“May I repeat a verse or two of poetry right here where we stand, uncle?” asked Margery. “It keeps saying itself in my mind. I think you all know it and who wrote it, but that is all the better.”
And in her own sweet way she recited James Russell Lowell’s beautiful tribute to Masaccio:—
“He came to Florence
long ago
And painted here these walls,
that shone
For Raphael and for Angelo,
With secrets deeper than his
own,
Then shrank into the dark
again,
And died, we know not how
or when.
“The darkness deepened,
and I turned
Half sadly from the fresco
grand;
‘And is this,’
mused I, ’all ye earned,
High-vaulted brain and cunning
hand,
That ye to other men could
teach
The skill yourselves could
never reach?’
* * * * *
“Henceforth, when rings
the health to those
Who live in story and in song,
O, nameless dead, that now
repose
Safe in oblivion’s chambers
strong,
One cup of recognition true
Shall silently be drained
to you!”
“But Masaccio does not need any other monument than this chapel. He is not very badly off, I am sure, while this stands, and people come from all over the world to visit it,” exclaimed Malcom, as they left the Brancacci Chapel, and walked slowly down the nave of the church.
“Is this all he painted?” asked Barbara.
“There is one other fresco in the cloister of this same church, but it is sadly injured—indeed half obliterated,” answered Mr. Sumner. “That is all. But his influence cannot be estimated. What he, then a poor, unknown young man, working his very best upon these walls, accomplished for the great world of painting can never be measured. He surely wrought ‘better than he knew.’ This was because he, for the first time in the history of modern painting, portrayed real life.
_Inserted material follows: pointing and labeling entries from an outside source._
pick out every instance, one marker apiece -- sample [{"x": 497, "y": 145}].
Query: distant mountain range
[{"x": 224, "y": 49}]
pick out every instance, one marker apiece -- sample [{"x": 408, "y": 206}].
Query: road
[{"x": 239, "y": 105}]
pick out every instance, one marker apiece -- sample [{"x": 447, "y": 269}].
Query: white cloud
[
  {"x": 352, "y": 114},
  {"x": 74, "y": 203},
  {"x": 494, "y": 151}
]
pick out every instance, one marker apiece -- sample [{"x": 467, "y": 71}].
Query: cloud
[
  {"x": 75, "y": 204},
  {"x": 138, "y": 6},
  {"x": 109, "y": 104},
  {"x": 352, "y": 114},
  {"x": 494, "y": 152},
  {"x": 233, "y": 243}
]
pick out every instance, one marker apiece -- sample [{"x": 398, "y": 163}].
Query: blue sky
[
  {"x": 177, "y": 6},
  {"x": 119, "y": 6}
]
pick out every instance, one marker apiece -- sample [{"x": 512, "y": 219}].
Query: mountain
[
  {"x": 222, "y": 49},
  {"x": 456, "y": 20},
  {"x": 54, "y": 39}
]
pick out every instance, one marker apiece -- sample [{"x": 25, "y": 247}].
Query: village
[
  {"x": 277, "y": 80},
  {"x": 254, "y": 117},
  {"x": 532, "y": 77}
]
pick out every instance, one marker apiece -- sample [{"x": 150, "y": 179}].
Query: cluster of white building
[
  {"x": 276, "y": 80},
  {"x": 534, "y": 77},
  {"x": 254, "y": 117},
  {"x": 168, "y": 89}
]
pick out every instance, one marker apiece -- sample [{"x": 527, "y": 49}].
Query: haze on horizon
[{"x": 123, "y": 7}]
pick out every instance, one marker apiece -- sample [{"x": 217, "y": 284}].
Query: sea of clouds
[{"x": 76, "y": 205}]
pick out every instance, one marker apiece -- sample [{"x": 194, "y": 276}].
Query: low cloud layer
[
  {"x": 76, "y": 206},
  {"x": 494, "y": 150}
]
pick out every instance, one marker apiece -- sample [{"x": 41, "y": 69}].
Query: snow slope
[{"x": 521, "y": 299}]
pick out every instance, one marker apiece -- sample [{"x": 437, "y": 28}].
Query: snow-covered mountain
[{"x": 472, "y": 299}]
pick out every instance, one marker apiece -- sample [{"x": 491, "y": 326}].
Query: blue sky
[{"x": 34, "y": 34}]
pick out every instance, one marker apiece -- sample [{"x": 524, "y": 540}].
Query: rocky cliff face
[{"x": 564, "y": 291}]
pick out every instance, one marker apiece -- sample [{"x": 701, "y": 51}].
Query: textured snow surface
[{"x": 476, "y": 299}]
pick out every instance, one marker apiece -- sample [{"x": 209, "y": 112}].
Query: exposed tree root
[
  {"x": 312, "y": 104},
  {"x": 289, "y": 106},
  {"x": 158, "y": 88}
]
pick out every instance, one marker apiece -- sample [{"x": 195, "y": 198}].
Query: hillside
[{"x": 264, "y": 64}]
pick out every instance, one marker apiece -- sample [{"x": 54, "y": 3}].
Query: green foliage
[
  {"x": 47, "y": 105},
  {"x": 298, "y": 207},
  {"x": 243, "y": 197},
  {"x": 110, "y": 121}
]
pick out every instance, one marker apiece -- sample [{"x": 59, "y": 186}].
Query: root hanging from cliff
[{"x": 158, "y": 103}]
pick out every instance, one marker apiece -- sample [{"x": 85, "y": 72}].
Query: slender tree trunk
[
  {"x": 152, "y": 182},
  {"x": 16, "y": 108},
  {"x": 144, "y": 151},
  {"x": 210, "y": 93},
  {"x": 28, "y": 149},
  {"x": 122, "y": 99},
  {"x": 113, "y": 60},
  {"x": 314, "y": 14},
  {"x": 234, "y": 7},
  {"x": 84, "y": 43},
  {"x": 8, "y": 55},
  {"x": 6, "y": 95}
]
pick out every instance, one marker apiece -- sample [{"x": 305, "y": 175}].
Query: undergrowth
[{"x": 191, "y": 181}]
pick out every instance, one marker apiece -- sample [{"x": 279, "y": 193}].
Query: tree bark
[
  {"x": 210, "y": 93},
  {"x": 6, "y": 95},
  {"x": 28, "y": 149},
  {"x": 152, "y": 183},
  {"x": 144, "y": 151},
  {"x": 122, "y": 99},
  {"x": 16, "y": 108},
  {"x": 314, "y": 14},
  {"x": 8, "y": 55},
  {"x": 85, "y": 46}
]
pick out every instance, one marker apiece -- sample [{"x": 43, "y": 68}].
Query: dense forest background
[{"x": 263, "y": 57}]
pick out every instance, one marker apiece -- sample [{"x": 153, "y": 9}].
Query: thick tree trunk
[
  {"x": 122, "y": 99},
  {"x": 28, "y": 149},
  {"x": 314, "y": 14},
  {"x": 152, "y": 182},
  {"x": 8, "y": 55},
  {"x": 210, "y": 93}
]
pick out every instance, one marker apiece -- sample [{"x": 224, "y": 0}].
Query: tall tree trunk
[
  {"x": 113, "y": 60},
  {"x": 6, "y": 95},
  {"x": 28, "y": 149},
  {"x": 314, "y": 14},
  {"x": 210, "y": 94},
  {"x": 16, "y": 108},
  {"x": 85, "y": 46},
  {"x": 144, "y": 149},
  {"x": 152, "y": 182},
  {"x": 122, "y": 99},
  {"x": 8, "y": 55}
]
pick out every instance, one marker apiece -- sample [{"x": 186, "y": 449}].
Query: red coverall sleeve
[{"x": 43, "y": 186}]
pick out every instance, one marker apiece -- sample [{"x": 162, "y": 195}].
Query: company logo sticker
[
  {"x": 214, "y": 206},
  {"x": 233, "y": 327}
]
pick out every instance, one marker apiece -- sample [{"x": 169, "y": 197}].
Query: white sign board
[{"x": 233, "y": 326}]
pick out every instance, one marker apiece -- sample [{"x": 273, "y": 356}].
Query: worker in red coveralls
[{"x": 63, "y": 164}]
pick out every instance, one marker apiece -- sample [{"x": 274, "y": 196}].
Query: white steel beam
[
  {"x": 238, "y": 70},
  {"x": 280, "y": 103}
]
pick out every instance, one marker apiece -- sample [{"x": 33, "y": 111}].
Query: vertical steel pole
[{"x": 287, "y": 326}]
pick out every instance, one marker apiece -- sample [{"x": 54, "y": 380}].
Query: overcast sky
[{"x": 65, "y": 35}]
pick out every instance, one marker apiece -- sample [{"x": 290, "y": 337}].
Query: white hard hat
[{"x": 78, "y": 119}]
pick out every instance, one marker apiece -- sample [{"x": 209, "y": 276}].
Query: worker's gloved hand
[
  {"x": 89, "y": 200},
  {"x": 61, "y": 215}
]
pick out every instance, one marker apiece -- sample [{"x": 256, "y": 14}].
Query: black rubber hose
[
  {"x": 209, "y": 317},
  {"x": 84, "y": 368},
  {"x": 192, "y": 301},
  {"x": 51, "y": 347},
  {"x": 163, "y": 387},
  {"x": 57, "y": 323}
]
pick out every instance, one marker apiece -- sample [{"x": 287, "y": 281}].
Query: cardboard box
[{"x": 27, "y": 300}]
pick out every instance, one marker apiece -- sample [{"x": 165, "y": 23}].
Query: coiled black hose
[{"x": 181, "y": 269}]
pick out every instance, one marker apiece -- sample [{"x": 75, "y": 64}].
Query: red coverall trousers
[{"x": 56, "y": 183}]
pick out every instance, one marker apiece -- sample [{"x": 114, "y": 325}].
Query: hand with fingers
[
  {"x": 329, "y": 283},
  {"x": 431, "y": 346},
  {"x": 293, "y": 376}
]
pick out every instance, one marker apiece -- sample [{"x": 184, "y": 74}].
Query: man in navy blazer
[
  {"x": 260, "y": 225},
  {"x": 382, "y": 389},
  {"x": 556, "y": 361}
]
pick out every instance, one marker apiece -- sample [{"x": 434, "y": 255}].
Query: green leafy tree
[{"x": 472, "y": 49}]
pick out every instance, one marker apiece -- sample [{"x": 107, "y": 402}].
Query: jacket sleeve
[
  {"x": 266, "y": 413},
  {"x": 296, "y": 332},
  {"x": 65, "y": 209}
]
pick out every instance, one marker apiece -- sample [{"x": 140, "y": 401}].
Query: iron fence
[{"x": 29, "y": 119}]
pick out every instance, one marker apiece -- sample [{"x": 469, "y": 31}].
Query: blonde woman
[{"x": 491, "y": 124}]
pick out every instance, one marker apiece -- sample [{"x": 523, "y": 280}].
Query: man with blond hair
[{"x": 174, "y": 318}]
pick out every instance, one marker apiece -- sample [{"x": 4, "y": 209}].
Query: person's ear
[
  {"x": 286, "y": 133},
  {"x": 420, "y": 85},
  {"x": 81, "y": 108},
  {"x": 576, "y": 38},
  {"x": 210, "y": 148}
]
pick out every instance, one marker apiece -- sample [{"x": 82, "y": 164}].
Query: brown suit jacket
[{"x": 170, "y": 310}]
All the conventionalities that had hitherto clung, in a greater or less degree, to painting, were dropped by him; and thus the way was opened for the perfect representations of the High Renaissance which so soon followed. We will next give some time to the study of the works of Ghirlandajo and Botticelli, who, with Filippino Lippi, who finished these frescoes which we have just been looking at, make a famous trio of Early Renaissance painters.”
After they had crossed Ponte alla Carraja, Margery said she wished to do some shopping on Via dei Fossi, which was close at hand—that street whose shop windows are ever filled with most fascinating groups of sculptured marbles and bronzes, and all kinds of artistic bric-a-brac—and begged her uncle to accompany her.
“I wish no one else to come,” she said, with her own little, emphatic nod.
“Oh, ho! secrets!” exclaimed Malcom; “so we must turn aside!”
“Do go to drive with me,” begged Howard. “Here we are close to my hotel, and I can have the team ready right off.”